The issue eventually became a flashpoint at the 1998 Lambeth Conference, where TEC Presiding Bishop Frank T. Griswold and Maze met with Rwandan Primate Emmanuel Kolini and Rucyahana to head off further disputes. In a letter to Kolini, Griswold reminded him of Lambeth's 1988 resolution on the integrity of diocesan boundaries and asked the primate "to make clear to Bishop Rucyahana that his current plan is most unwise and harmful." Archbishop of Canterbury George Carey also interceded with both sides.

The conflict within the broader church continued. In 2000, the First Promise statement evolved into the Anglican Mission in America. Murphy and former Trinity School for Ministry dean John Rodgers were made bishops by Emmanuel Kolini and Moses Tay. They left the Episcopal Church and founded the AMIA with canonical residence in the Anglican Church of Rwanda St. Andrew's in Little Rock was a founding congregation of the AMIA and by 2000 had grown to 200 in weekly attendance.

In July 2001, Johnston was consecrated as a bishop by Kolini to serve the AMIA alongside Thad Barnum and two other former Episcopal priests in the . As was customary for AMIA bishops, Johnston remained rector of St.
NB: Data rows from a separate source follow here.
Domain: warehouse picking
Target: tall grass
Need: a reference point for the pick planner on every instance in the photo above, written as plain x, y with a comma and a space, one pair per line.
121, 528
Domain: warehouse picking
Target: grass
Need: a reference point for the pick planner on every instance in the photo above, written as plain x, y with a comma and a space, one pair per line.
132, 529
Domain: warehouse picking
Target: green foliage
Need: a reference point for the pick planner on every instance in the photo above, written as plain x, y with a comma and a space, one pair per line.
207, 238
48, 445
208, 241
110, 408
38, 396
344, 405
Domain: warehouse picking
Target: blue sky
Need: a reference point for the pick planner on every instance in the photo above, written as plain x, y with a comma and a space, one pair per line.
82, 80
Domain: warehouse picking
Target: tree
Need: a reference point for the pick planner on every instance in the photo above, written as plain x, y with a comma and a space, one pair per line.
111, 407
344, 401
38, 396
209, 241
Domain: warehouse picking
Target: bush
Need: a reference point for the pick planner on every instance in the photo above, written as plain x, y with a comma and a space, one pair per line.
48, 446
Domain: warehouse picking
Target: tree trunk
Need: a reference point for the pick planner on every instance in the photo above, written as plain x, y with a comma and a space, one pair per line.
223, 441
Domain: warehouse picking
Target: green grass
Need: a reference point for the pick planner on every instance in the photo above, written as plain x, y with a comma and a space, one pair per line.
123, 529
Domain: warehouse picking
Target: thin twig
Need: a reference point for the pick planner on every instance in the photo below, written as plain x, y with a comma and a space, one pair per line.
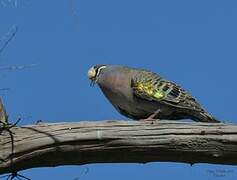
12, 35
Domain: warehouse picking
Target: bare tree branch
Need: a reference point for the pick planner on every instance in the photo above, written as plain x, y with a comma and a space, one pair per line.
8, 36
45, 145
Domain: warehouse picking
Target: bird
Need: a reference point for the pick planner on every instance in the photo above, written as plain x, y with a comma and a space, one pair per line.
140, 94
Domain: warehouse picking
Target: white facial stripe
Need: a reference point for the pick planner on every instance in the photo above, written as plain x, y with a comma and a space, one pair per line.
99, 69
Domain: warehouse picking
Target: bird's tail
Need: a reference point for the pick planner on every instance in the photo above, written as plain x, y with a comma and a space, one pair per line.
205, 117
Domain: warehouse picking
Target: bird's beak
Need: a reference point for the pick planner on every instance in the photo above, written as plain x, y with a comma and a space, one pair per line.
92, 76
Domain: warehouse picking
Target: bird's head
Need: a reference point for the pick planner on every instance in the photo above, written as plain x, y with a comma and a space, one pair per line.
94, 73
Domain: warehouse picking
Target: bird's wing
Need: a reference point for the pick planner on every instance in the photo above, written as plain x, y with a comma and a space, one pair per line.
152, 87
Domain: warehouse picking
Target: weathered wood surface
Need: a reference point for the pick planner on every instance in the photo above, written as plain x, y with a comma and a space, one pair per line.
46, 145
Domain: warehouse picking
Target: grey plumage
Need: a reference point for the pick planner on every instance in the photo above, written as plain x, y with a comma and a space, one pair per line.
140, 94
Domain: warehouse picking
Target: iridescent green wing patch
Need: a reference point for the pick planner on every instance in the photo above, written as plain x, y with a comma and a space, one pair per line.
147, 90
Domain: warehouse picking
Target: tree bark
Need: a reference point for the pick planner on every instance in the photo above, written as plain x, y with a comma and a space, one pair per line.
54, 144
Andrew's in addition to overseeing congregations and clergy.

==Church planting==
In 2005, Johnston was contacted by laypeople in Mount Pleasant, South Carolina, seeking to plant a new congregation in the northern part of the fast-growing Charleston suburb. He joined the group as its founding rector and the church became Saint Peter's Church. In 2009, Saint Peter's moved from rented space into a permanent facility in Mount Pleasant.

In 2010, AMIA—which had been a founding member of the ACNA the year before—left full membership, changing its status in ACNA to "ministry partner." By the next year, the relationship between AMIA chairman Murphy and the Anglican Church of Rwanda's house of bishops, led by Kolini's successor Onesphore Rwaje, had broken down over questions of financial transparency and collegiality. All but two AMIA bishops, Johnston among them, followed Murphy and AMIA out of Rwandan jurisdiction and restructured it as a "missionary society." Most AMIA congregations left the organization, either to join ACNA directly or to canonical "dual citizenship" with ACNA and Rwanda in PEARUSA.

Beginning in 2012, Johnston began a multi-year "process of reconciliation and restoration" with his former fellow ACNA bishops. While Saint Peter's remained in AMIA and Johnston continued to oversee AMIA congregations, Johnston moved his canonical residence to the ACNA Diocese of the South. Saint Peter's joined the Diocese of Churches for the Sake of Others (C4SO) in 2015, and in July 2016, Johnston was readmitted to the ACNA College of Bishops and appointed an assisting bishop in the C4SO Diocese.

==Later life==
In 2021, Johnston retired as senior pastor of Saint Peter's and left active ministry to become COO and then CEO of Global Water Center, a nonprofit providing education, innovation, and collaboration to keep rural water sources safe and flowing for good. They partner with organizations, corporations, and governmental agencies on safe water access issues worldwide.